Cengiz Xan, bir savaşı kazanmak için komuta ettiği ordunun, rakibinkinden ne daha hızlı, ne silah açısından daha güçlü ne de sayı bakımından daha üstün olmasının bir önemi olmadığını biliyordu. Eğer rakip ordunun komuta kademesinin durum değerlendirme kaabiliyetini yok edebilirse, massif propaganda ile rakiplerininin muhakeme kaabiliyetini felç edebilirse, gerisi sadece bir oyundan ibaret kalırdı. Cengiz Xan, bu yeteneğe fazlasıyla sahipti..

Çağımızda da değişen bir şey yoktur. Eğer saldırgan, yaptığı yoğun propagandalarla direnişçilerin liderlik kurumunun, doğru karar vermesini ya da doğru karar verme kaabiliyetini yok edebilirse veya direnişçilerin liderliğini, elindeki ¨bilgileri¨ kullanarak korkutmak suretiyle felce uğratabilirse savaş kazanılmış demektir. Hatta direnişçi halkı, direnişçi liderliğinin karar alma, harekete geçme kaabiliyetini güçleştirici bir şekilde etkileyebilirse, ya da süren çatışmaların anlamsız olduğuna inandırabilirse (kanımız boş yere akıyor dedirtebilirse) de savaş kazanılmış sayılır. Bundan sonrası, yukarıda da değindiğimiz gibi, saldırgan için yokuş aşağı kaymak gibi bir şey olacaktır. Bunlara ek olarak kriz günlerinde sürdürülecek çok iyi ayarlanmış ve etkili bir informasyon savaşı sayesinde bir tek kurşun dahi sıkmadan savaş kazanılabilir. Saldırgan, informasyon savaşını kazandığı taktirde, diğer koşullar ne olursa olsun, başlamış olan fiziki savaşı (ya da konvansiyonel savaşı) da kazanabilir. Bu, ayrıca direnişçilerin uyanık davranmaları konusunda bir uyarıdır da. Saldırganın kuru gürültüsüne papuç bırakmak, savaşı kaybetmektir. Türk tarafının bir süre önce, yani savaşın en fazla kızıştığı günlerde geliştirdiği; ¨PKK'yi bitirdik¨, ¨son çırpınışlarını yaşıyorlar¨, ¨sıkışan teröristler Karadeniz'e kaçtı¨ gibi inandırıcı olmaktan uzak sloganlar, psikolojik savaşla karıştırılmış bir informasyon savaşı olarak algılanmalıdır.

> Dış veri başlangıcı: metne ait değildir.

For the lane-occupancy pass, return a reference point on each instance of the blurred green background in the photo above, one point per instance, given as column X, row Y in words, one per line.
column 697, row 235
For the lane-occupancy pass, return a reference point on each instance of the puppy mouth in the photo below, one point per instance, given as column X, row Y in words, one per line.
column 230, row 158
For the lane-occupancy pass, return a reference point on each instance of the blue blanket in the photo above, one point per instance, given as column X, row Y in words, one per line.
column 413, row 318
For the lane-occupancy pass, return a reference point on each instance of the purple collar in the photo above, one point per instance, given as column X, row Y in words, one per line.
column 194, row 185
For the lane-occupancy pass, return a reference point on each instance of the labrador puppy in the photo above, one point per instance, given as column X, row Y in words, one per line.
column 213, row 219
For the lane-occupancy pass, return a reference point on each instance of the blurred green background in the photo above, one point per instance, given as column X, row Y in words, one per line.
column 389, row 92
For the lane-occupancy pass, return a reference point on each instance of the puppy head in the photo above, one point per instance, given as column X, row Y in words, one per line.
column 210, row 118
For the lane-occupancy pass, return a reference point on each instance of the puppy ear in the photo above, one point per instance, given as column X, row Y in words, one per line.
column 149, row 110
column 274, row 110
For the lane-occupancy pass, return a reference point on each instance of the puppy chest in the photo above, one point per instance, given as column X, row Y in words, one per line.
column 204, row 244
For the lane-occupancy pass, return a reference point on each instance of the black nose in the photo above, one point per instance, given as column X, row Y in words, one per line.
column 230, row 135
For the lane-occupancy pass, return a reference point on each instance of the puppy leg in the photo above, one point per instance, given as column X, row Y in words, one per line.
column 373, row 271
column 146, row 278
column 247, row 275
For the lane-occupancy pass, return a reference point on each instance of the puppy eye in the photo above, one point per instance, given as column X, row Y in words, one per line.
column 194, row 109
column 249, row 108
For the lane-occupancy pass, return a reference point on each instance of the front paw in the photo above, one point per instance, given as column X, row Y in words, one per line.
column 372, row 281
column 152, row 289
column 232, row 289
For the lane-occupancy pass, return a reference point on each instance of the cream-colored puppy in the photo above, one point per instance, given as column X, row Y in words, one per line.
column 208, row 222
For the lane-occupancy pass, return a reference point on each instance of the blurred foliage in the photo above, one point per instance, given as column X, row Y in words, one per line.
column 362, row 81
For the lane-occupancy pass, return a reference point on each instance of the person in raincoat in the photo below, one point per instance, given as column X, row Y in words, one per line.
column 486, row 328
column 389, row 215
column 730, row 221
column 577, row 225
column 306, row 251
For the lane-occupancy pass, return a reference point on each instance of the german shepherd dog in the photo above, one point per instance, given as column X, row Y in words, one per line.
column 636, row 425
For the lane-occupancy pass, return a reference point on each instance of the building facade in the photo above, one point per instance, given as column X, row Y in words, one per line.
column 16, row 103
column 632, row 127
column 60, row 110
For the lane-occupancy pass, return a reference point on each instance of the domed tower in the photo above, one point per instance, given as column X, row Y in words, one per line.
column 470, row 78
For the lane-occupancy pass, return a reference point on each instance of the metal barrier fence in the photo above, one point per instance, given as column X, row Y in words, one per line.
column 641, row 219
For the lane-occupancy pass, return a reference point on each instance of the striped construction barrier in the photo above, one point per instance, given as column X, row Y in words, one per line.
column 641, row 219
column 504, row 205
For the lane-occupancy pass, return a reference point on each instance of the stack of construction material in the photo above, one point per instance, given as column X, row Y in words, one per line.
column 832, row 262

İnformasyon savaşı tekniklerine vakıf ve onları çok iyi kullanan bir direnişçi liderlik, koşullar ne olursa olsun, karşı tarafla ekonomik ve askeri kuvvetlerini eşitleyebilir! İyi ayarlanmış bir informasyon savaşıyla bir çıkar savaşını kazanmak, öyle büyük ekonomik kaynakların kullanımını da zorunlu kılmaz. BM'nin, ABD öncülüğünde yürüttüğü Somali operasyonunu ele alalım: Bu savaşta Aidid'i destekleyen halkın TV kameramanlarına saldırması, öldürülen BM askerlerinin cesetlerine saldırması, yerlerden sürüklemesi ve bütün bunların dünyanın gözleri önünde cereyan etmesi, bardağı taşırdı, ABD gibi bir dünya gücü, dehşete kapılan kendi kamuoyunun baskısıyla tası tarağı topladı ve oradan ayrıldı.. Aynı olay Lübnan'da da cereyan etmişti.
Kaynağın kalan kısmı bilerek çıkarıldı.